La panne - Friedrich Dürrenmatt

Friedrich Dürrenmatt, autore svizzero distintosi principalmente per la stesura di testi teatrali e per un romanzo su tutti, “La promessa”, nel 1956 scrive un racconto dal fortissimo contenuto simbolico: “La panne. Una storia ancora possibile”.

I due temi portanti del racconto, i quali a volte si intrecciano armoniosamente ed altre si scontrano nella maniera più drastica sono quelli molto cari a Dürrenmatt e che più volte nel corso della sua vita ha avuto modo di scandagliare nel profondo. La casualità e la giustizia. Dunque, da una parte la giustizia, che viene dipinta dall’autore come un’istituzione troppo spesso incapace di comprendere e cogliere l’effettiva realtà umana; dall’altra la casualità, alla quale le nostre vite vengono sovente tragicamente affidate.
Merita particolare attenzione il capitolo con il quale il racconto ha inizio, siamo ancora fuori dalla vicenda e, con l’occasione del preludio, l’autore pone alcune riflessioni su quanto concerne lo scrivere moderno. Si domanda, infatti, se sia ancora plausibile inventare delle storie “possibili” (da qui la seconda parte del titolo che, tra l’altro, varia dall’originale tedesco, il quale recita “La panne, ovvero la serata più bella della mia vita”).


E’ proprio la casualità ad architettare incredibilmente la notte di Alfredo Traps, un uomo qualunque che a causa di una panne sarà costretto a trovare rifugio per la notte nella casa di un particolare uomo di legge, ormai in pensione, che insieme ai vecchi colleghi di tribunale si diverte ad inscenare e a rielaborare celebri processi storici, senza badare alle leggi che intasano la giurisprudenza e basandosi solamente sulla sincerità dell’animo umano.
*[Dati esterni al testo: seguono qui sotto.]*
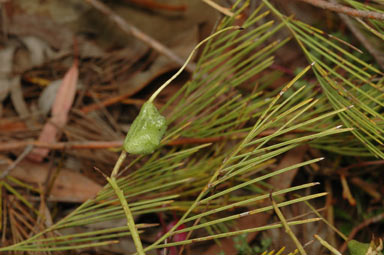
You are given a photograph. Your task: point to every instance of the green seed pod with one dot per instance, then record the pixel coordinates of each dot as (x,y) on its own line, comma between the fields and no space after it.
(357,248)
(146,131)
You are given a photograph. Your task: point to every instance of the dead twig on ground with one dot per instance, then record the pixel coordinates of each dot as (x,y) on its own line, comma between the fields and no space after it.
(345,9)
(7,146)
(129,29)
(359,227)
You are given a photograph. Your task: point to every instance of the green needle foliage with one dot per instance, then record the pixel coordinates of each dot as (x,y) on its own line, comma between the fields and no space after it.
(202,183)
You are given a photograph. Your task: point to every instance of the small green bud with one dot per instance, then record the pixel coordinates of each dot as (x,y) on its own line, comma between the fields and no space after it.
(146,131)
(357,248)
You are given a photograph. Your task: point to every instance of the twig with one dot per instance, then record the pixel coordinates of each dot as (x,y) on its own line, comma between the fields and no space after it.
(286,226)
(130,29)
(155,5)
(25,153)
(219,8)
(120,194)
(362,225)
(345,9)
(7,146)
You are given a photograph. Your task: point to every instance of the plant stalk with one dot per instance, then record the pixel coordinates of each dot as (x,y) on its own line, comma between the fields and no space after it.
(128,214)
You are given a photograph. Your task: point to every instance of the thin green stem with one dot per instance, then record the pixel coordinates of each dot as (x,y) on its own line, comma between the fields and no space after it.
(154,95)
(118,164)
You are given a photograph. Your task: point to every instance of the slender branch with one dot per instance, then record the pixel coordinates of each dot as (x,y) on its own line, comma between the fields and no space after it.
(219,8)
(130,29)
(345,9)
(25,153)
(154,95)
(128,215)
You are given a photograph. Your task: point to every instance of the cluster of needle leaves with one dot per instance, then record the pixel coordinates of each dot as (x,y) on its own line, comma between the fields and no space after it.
(201,183)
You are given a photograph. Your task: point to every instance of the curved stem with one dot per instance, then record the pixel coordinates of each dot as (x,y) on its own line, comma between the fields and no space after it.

Certo che se la casualità ha voluto fornire un imputato in carne ed ossa, la recita si fa di gran lunga più interessante.
Improvvisamente, il gioco delle parti sembra condurre le risate verso la più crudele e tragica delle realtà, mediante una ambigua drammaticità propria di un grande autore di teatro, mentre proprio la realtà della scena, a sua volta, sfocia nuovamente nel riso e nell’alcol che in una tale serata di gioia sembra non poter mancare.

Il finale di questa storia, ma in realtà la storia in toto, è di queli epiloghi che segnano profondamente il lettore, rendendo il breve ed agile racconto una piccola perla letteraria da inanellare e tenere sempre con sé.